Installation artistique en milieu urbain, Campagne adopte une formule de longue date familière : le recours à l’affiche et aux panneaux d’affichage. (…) Une affiche, tout le monde la voit, directement ou de manière subliminale. Sur plusieurs panneaux Decaux de l’agglomération lyonnaise, Perrine Lacroix « affiche » pour sa part de sobres images blanches ou tirant vers le blanc, de type monochrome, sans contenu lisible. Renseignement pris, il s’agit d’agrandissements de clichés d’autres panneaux d’affichage que l’artiste a photographiés il y a plus de deux ans à Cluj-Napoca, en Roumanie, panneaux « blancs » sans contenu, comme drapés en attendant une hypothétique campagne publicitaire et politique.
(…)

Campagne, a minima, peut être perçue comme un reportage documentaire : ce que Perrine Lacroix a vu là-bas, elle le donne à voir ici même, entre Rhône et Saône – translation, déplacement d’« images » d’est en ouest, de Cluj-Napoca à Lyon.

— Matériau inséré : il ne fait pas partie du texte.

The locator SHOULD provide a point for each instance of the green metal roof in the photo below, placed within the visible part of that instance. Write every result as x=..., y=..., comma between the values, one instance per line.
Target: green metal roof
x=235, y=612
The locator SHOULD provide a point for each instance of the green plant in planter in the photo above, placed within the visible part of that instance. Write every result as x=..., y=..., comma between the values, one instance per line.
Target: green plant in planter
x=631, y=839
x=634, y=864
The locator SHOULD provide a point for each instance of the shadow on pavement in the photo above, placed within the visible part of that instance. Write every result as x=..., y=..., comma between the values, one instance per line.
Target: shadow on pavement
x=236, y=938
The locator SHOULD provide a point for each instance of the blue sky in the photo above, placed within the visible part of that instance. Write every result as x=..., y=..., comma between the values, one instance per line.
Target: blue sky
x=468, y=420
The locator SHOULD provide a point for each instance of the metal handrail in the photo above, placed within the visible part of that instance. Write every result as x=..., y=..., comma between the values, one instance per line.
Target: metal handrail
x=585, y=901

Campagne, ceci posé, est beaucoup plus. Première donnée à prendre en considération : la donnée plastique – la première en vérité qui saute aux yeux. Pour le passant occidental au contact de Campagne, la référence au monochrome est implicite, mais alors problématisée. Dans l’histoire de la peinture, le monochrome représente une sorte d’apogée idéaliste, une forme pure, « suprême », pour parler après Malévitch. Or aucun des « monochromes » roumains photographiés par l’artiste et exposé agrandi à Lyon n’est parfait : plis des affiches, salissures couvrant celles-ci, transparences… Autre effet plastique, troublant là encore, né celui-ci de l’effet de trouée que matérialise dans le paysage urbain chaque panneau de Campagne : tout se passe pour l’œil comme si s’était inversé le schéma canonique de la « fenêtre » d’Alberti (le tableau du peintre perçu comme une fenêtre ouverte sur le monde). C’est à présent le monde situé autour de l’œuvre qui en devient le cadre. Esthétique du « centre vide », comme le dit Perrine Lacroix, où manquerait subitement le punctum, le point focal.

Seconde donnée : la dimension critique. Par vocation, une affiche est censée fournir une information, elle « offre » quelque chose à voir, à vendre, à consommer. Afficher du blanc ou une surface qui tire vers le blanc, c’est ostensiblement se contenir au mutisme, à la renonciation à l’expression, à un infra-langage. Les affiches de Campagne ne font pas « signe », dirait un sémiologue. Plus exactement dit, elles font « signe » mais négativement, à toute fin paradoxale de faire valoir retrait et privation. (…)
Le plus étonnant, sans doute – et le plus fort, aussi bien –, réside dans le caractère explicite de ce mutisme affiché. Il n’y a rien à voir mais, pour autant, on a compris. Quoi ? Que ne pas s’exprimer, c’est aussi s’exprimer. Que refuser l’effet, c’est aussi le produire. C’est par l’affiche, dans nos sociétés libérales, que le capital s’affiche et se fait tentateur (…) Dans cette partie cosmétique où l’unique objet du message est la conquête de celui qui a des yeux pour regarder, le refus d’affichage « affiché » prend valeur de renonciation à la séduction. Là résidera la dimension critique de Campagne, justement : ne pas s’abaisser, artiste recourant à l’espace public, à sur-saturer celui-ci d’un signe séducteur au fond comparable à n’importe quel autre affichage, se parerait-il de la qualité de signe « artistique ».(…)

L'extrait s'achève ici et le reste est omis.